The metadata functions help the analysis, normalization and joining of the metadata aspects (variable and value labels, original variable names, unique identifiers) across surveys.
Harmonization functions help the harmonization of responses to questionnaire items, i.e. making sure that coded values, the labelling of values, and missing data are handled consistently across multiple surveys.
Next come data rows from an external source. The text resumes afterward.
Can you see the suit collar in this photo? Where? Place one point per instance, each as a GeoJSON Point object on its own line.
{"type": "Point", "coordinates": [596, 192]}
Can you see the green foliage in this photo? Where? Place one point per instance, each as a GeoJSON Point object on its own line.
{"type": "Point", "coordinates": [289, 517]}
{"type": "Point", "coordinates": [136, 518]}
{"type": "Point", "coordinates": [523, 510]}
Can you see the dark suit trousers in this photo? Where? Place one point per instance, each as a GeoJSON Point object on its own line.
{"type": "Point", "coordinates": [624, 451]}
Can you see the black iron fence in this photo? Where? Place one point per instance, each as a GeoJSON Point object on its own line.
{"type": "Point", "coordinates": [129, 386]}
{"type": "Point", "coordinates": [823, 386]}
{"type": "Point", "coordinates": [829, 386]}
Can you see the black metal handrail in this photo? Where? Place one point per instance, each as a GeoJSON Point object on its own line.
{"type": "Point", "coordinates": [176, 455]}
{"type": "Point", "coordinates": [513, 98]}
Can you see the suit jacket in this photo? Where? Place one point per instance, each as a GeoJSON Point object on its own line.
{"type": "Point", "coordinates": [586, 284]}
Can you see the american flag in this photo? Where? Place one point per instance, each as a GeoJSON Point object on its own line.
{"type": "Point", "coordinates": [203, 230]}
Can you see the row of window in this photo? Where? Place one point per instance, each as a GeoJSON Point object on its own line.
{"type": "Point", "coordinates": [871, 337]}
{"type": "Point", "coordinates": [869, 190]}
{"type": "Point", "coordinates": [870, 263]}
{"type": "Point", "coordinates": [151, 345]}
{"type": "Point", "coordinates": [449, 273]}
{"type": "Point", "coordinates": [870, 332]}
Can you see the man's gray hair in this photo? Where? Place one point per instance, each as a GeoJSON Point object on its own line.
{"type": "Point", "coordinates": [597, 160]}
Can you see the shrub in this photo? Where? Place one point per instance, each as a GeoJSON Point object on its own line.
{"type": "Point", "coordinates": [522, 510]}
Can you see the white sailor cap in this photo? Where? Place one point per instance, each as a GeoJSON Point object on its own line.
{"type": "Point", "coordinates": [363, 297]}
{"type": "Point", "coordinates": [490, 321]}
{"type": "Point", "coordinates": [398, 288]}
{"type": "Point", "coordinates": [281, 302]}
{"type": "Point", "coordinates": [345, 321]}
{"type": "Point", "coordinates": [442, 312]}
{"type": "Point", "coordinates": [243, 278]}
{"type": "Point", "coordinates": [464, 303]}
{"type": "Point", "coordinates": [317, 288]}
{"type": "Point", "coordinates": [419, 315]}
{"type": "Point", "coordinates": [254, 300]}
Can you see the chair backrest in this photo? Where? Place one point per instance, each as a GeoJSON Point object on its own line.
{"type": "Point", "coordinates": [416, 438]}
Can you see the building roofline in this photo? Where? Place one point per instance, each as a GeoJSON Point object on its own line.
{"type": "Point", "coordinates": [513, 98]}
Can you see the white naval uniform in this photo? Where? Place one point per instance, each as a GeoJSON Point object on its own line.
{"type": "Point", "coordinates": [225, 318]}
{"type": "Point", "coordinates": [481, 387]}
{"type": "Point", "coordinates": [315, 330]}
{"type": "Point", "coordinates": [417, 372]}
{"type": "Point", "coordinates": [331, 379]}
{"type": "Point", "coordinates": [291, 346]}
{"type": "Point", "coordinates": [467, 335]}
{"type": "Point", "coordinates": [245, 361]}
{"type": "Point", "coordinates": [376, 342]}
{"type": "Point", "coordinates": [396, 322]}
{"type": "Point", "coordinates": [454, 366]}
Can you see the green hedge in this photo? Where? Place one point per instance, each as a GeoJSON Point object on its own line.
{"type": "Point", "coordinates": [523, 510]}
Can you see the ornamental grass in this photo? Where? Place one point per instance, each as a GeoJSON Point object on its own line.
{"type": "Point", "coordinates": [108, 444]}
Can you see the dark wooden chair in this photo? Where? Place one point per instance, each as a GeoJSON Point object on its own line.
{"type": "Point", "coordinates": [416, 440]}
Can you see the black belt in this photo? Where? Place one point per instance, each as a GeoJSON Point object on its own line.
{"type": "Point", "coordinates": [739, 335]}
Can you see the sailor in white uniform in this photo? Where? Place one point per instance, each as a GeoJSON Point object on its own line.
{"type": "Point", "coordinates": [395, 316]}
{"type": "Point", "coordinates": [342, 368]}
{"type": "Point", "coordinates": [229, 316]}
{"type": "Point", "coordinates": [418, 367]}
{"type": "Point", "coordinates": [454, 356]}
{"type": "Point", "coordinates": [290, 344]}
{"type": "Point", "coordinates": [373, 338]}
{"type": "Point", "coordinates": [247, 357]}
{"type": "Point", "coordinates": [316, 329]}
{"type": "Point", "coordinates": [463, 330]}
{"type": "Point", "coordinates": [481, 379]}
Our package was tested on multiple, international, harmonized surveys, particularly the Eurobarometer, the Afrobarometer and the Arab Barometer survey programs. Different users, and different task call for different workflows. We created a number of helper functions to assist various workflows.